The titles are prefixed with a score which is 100 times the class probability according to the logistic regression. This way it’s easy to sort by descending score, and read the good stuff first, or exclusively.

Opening an article, this is what you see:

Article pane.

From the top, you see the title of the article, then the feed’s name and the date it was published. The grey bar that follows is the UI element inserted by the proxy. The UI contains only one of two options, either Time Wasted or Time Well Spent, names inspired by timewellspent.io. Only one of the two is available: if the model got it right, based on a score threshold of 50, the feedback is implicit and there is no need to take further action. I thought that if the ML is successful this approach would put the lowest burden on the user. Below you see a presentation of the article that is optimized for development — call it a debug version. The HTML has been stripped and the raw text is highlighted in pink with intensity proportional to the score. The numbers interleaved with the sentences are class probabilities. An interesting problem that I am still thinking about is how to do the highlighting directly on the HTML. Serving the HTML without any highlighting would be the default option for a normal user. But the highlighting not only helps with ML development, it also helps scanning long form — a.k.a. low information density — articles for the most important sentences.
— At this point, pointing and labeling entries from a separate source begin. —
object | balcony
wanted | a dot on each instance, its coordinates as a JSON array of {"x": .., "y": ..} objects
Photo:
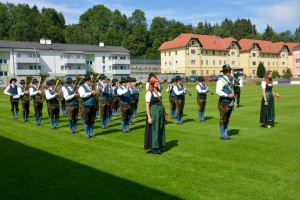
[
  {"x": 27, "y": 60},
  {"x": 121, "y": 71},
  {"x": 72, "y": 61},
  {"x": 121, "y": 62},
  {"x": 74, "y": 71},
  {"x": 23, "y": 72}
]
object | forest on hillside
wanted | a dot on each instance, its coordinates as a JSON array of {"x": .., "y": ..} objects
[{"x": 100, "y": 24}]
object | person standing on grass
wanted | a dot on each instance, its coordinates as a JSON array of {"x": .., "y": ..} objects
[
  {"x": 237, "y": 89},
  {"x": 71, "y": 98},
  {"x": 53, "y": 104},
  {"x": 172, "y": 97},
  {"x": 155, "y": 121},
  {"x": 202, "y": 89},
  {"x": 225, "y": 91},
  {"x": 12, "y": 92},
  {"x": 180, "y": 91},
  {"x": 267, "y": 111},
  {"x": 89, "y": 105}
]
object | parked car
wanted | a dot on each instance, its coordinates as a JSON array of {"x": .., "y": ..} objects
[
  {"x": 208, "y": 79},
  {"x": 192, "y": 79}
]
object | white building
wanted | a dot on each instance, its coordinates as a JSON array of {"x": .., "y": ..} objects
[{"x": 32, "y": 58}]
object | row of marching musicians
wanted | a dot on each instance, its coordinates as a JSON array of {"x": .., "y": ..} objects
[{"x": 83, "y": 95}]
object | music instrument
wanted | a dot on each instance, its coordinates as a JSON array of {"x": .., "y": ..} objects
[
  {"x": 57, "y": 88},
  {"x": 40, "y": 98},
  {"x": 98, "y": 95},
  {"x": 27, "y": 97}
]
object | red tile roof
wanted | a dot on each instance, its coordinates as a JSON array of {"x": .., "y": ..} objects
[{"x": 207, "y": 42}]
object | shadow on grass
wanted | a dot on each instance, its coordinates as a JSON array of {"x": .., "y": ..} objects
[
  {"x": 29, "y": 173},
  {"x": 233, "y": 132}
]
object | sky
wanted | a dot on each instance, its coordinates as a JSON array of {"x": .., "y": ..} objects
[{"x": 280, "y": 15}]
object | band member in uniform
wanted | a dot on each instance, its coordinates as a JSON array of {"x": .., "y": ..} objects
[
  {"x": 53, "y": 104},
  {"x": 25, "y": 104},
  {"x": 172, "y": 97},
  {"x": 155, "y": 121},
  {"x": 115, "y": 99},
  {"x": 89, "y": 105},
  {"x": 237, "y": 89},
  {"x": 202, "y": 91},
  {"x": 180, "y": 91},
  {"x": 225, "y": 91},
  {"x": 38, "y": 107},
  {"x": 72, "y": 105},
  {"x": 104, "y": 103},
  {"x": 12, "y": 91},
  {"x": 124, "y": 93}
]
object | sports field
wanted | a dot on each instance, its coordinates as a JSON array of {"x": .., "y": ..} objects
[{"x": 259, "y": 163}]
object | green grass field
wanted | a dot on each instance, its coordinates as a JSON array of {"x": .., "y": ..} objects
[{"x": 259, "y": 163}]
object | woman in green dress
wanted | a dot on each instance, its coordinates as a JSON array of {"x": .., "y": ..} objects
[
  {"x": 267, "y": 111},
  {"x": 155, "y": 122}
]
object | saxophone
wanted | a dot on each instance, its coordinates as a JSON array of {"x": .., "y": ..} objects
[
  {"x": 27, "y": 97},
  {"x": 40, "y": 98},
  {"x": 98, "y": 95},
  {"x": 57, "y": 88}
]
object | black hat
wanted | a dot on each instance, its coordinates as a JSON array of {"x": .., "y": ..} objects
[
  {"x": 12, "y": 79},
  {"x": 178, "y": 78},
  {"x": 87, "y": 77},
  {"x": 123, "y": 80},
  {"x": 226, "y": 68},
  {"x": 68, "y": 80},
  {"x": 49, "y": 82},
  {"x": 102, "y": 76},
  {"x": 200, "y": 78},
  {"x": 34, "y": 80}
]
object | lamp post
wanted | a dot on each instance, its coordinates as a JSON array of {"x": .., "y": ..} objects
[{"x": 34, "y": 65}]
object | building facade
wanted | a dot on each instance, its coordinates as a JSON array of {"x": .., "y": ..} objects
[
  {"x": 205, "y": 55},
  {"x": 32, "y": 58}
]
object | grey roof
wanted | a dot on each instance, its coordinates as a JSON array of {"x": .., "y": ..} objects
[
  {"x": 145, "y": 61},
  {"x": 62, "y": 47}
]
Installing this app is somewhat involved, because Infersent forces you to go through some hoops. It is also very slow and CPU-intensive and Vienna will sometime timeout waiting for the proxy to respond. This is mitigated using persistent caching. Infersent should really run on the GPU, which is in theory supported but so far has proven an elusive goal. Making the proxy available on line would face the same issues.

Thinking more long term, a multi-user version would allow to add elements of collaborative filtering. The idea is applicable in other contexts. Imagine a browser extension that scores pages before we read them, or highlights the most interesting links in a page, based on where they land; or an email proxy that scores messages.

But in its current form, this system, named rightload, like its predecessor, is already very useful to me. I hope some of you will find it useful as well, and help me improve it. Or at least will be encouraged to take steps and regain control of your time.